Infrastructure bottlenecks remain
Despite this momentum, industry experts say major bottlenecks in fibre, power and planning still threaten to limit progress.
Myall argues that AI workloads demand a fundamentally different kind of network – one designed for high-throughput, low-latency, enterprise-grade data transfer.
“AI is an incredibly different proposition. You’ve got very high data velocity. That means the creation of data is prolific, the movement of it even more so,” he says. “We’re pushing the envelope. Curation of efficient, high-capacity routes is becoming harder — and it’s only going to get harder.”
Analysts from TechUK and Frontier Economics have made similar points, noting that as AI models grow in complexity, so does the need for secure, high-capacity connections between data centres, compute hubs and edge locations.
At the same time, energy availability – particularly grid access for large-scale data centre builds – remains a sticking point.
National Grid’s own modelling suggests future demand from digital infrastructure may significantly outpace existing plans unless additional investment is unlocked.
Project reach
One example of how infrastructure might be delivered more efficiently is Project Reach, a £300m joint venture between Neos Networks and Network Rail.
The project will see 1,000 kilometres of high-capacity fibre laid along the UK’s rail corridors – a move that also aims to eliminate mobile blackspots in tunnels and improve resilience across the network.
“Project Reach will support the upgrade of the UK’s connectivity infrastructure, creating new data superhighways that will drive the UK’s digital ambitions forward”, said Myall in a statement at the time.
By using pre-permitted rail routes rather than digging up roads, the project sidesteps many of the planning and delivery delays typically associated with large fibre deployments.
Officials at DSIT have pointed to this model as a potential blueprint for scaling infrastructure across utilities and transport corridors.
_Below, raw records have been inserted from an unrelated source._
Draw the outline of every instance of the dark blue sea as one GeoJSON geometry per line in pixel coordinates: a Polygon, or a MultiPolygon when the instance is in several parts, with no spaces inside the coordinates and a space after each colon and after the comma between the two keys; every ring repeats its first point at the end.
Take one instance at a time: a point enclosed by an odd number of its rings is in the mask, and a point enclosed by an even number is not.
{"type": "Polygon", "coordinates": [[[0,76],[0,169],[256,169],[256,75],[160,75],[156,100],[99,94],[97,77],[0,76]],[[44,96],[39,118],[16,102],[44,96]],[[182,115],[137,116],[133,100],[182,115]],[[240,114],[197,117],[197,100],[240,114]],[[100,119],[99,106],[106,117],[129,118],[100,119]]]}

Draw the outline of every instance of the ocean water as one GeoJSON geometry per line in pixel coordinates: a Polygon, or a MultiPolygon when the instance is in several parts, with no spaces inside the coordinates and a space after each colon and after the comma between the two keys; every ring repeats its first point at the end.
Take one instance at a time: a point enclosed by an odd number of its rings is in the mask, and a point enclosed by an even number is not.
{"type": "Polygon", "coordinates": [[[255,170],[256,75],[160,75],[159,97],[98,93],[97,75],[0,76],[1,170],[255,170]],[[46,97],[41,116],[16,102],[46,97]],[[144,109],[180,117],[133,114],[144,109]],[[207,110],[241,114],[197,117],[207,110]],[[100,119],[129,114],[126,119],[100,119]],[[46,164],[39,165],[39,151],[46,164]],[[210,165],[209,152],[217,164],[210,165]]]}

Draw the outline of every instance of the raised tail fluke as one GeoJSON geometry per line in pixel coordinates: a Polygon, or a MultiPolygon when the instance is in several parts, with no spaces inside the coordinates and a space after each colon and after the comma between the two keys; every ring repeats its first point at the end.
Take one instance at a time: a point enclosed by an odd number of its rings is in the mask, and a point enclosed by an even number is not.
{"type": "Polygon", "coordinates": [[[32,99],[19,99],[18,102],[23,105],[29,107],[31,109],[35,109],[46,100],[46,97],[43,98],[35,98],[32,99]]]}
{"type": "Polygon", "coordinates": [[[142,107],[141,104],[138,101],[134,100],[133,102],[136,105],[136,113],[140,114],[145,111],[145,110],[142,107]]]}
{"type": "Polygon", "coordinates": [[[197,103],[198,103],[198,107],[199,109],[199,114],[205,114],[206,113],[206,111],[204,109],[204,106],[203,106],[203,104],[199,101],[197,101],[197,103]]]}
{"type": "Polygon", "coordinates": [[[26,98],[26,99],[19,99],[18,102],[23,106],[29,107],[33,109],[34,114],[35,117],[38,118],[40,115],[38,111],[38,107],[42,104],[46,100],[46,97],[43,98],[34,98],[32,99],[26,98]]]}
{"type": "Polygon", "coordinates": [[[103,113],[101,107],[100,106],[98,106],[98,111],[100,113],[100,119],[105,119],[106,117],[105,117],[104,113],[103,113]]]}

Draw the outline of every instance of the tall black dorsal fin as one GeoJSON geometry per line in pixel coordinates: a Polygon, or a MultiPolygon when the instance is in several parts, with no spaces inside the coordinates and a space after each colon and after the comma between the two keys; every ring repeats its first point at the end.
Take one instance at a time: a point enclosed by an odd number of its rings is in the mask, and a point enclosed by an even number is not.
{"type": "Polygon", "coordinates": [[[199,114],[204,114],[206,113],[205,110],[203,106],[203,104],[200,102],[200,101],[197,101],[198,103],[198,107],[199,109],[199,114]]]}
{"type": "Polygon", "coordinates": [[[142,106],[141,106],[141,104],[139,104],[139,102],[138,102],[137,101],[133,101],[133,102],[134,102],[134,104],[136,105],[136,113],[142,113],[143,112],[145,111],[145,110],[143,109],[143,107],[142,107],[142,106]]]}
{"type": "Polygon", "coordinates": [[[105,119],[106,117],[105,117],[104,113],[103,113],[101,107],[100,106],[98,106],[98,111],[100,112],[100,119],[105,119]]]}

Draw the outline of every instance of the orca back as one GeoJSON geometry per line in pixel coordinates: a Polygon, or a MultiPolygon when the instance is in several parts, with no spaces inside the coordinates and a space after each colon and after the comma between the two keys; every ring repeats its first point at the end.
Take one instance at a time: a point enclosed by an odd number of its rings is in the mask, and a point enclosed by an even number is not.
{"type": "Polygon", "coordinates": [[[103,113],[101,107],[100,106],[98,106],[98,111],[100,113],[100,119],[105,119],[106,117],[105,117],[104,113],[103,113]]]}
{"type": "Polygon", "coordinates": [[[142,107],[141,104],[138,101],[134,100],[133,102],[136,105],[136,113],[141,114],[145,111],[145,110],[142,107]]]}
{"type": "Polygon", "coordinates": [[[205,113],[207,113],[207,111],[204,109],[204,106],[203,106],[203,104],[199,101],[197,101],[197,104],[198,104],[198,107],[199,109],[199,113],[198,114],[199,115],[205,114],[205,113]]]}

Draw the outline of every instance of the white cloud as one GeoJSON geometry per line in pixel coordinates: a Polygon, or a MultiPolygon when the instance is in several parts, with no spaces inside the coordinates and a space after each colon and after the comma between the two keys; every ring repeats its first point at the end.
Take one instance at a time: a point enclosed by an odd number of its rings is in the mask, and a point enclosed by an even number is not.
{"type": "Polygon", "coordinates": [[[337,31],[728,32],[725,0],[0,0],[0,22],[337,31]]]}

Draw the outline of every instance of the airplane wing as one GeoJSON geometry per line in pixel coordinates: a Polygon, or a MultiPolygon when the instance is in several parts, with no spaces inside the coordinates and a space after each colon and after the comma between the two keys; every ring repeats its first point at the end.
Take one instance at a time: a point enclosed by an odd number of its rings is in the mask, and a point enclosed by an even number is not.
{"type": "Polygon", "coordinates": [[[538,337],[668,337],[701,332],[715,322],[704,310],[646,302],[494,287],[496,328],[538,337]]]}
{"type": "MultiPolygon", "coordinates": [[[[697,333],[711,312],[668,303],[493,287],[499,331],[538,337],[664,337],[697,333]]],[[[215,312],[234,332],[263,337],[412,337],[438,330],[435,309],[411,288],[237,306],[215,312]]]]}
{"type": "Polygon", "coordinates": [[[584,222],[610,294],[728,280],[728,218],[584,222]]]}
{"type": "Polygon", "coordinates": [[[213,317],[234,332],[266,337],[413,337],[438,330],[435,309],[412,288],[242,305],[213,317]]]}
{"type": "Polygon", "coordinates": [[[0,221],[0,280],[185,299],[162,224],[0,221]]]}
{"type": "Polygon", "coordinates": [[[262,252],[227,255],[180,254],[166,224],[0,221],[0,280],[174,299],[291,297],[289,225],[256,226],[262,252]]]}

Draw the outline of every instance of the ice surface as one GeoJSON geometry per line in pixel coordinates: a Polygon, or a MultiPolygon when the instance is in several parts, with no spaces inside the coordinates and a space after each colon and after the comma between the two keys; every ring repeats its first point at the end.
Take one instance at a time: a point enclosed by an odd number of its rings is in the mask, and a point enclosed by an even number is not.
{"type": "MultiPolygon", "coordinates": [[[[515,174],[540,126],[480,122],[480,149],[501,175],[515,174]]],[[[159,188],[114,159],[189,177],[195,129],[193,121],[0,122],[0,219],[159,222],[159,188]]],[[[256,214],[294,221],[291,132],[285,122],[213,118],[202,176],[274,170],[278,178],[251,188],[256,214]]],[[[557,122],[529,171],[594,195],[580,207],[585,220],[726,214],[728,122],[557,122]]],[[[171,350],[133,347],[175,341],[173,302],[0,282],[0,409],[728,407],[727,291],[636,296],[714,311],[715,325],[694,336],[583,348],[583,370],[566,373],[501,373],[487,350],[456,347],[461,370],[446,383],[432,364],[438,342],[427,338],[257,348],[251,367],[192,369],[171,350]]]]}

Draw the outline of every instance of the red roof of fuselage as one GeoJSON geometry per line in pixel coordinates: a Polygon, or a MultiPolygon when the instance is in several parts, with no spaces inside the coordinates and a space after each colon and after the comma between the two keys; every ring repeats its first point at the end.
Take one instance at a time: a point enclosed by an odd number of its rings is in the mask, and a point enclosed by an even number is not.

The challenge of balancing ambition and delivery
While recent government action has been welcomed by industry, particularly the commitment to AI compute capacity, the challenge now lies in coordination and speed of delivery.
Myall warns that private sector investment is already moving, and that policy must now match the pace of innovation.
“We’ve got good statements of intent. But we need more. The private money is already moving”, he told City AM.
The government’s forthcoming AI Infrastructure Roadmap, expected later this year, will address planning reform, energy strategy and fibre deployment in more detail.
The hope among stakeholders is that it will clarify where public investment will focus – and where the private sector is expected to lead.
Other experts have agreed that timing is critical. A recent report by the Tony Blair Institute said the UK must “accelerate delivery of fibre, grid connectivity and compute hubs simultaneously”, warning that the AI race will be won not just on models, but on logistics.
The UK has staked a claim on AI innovation. Its commitment to safety leadership, compute investment and growth zone development has positioned it as a serious player on the world stage.
But with AI models becoming more resource-intensive and data flows increasing exponentially, the hidden enabler of Britain’s AI ambition may prove to be less glamorous – fibre in the ground, power in the grid, and policies that help move things faster.
But without them, the risk isn’t just falling behind, it’s watching the benefits of AI scale elsewhere.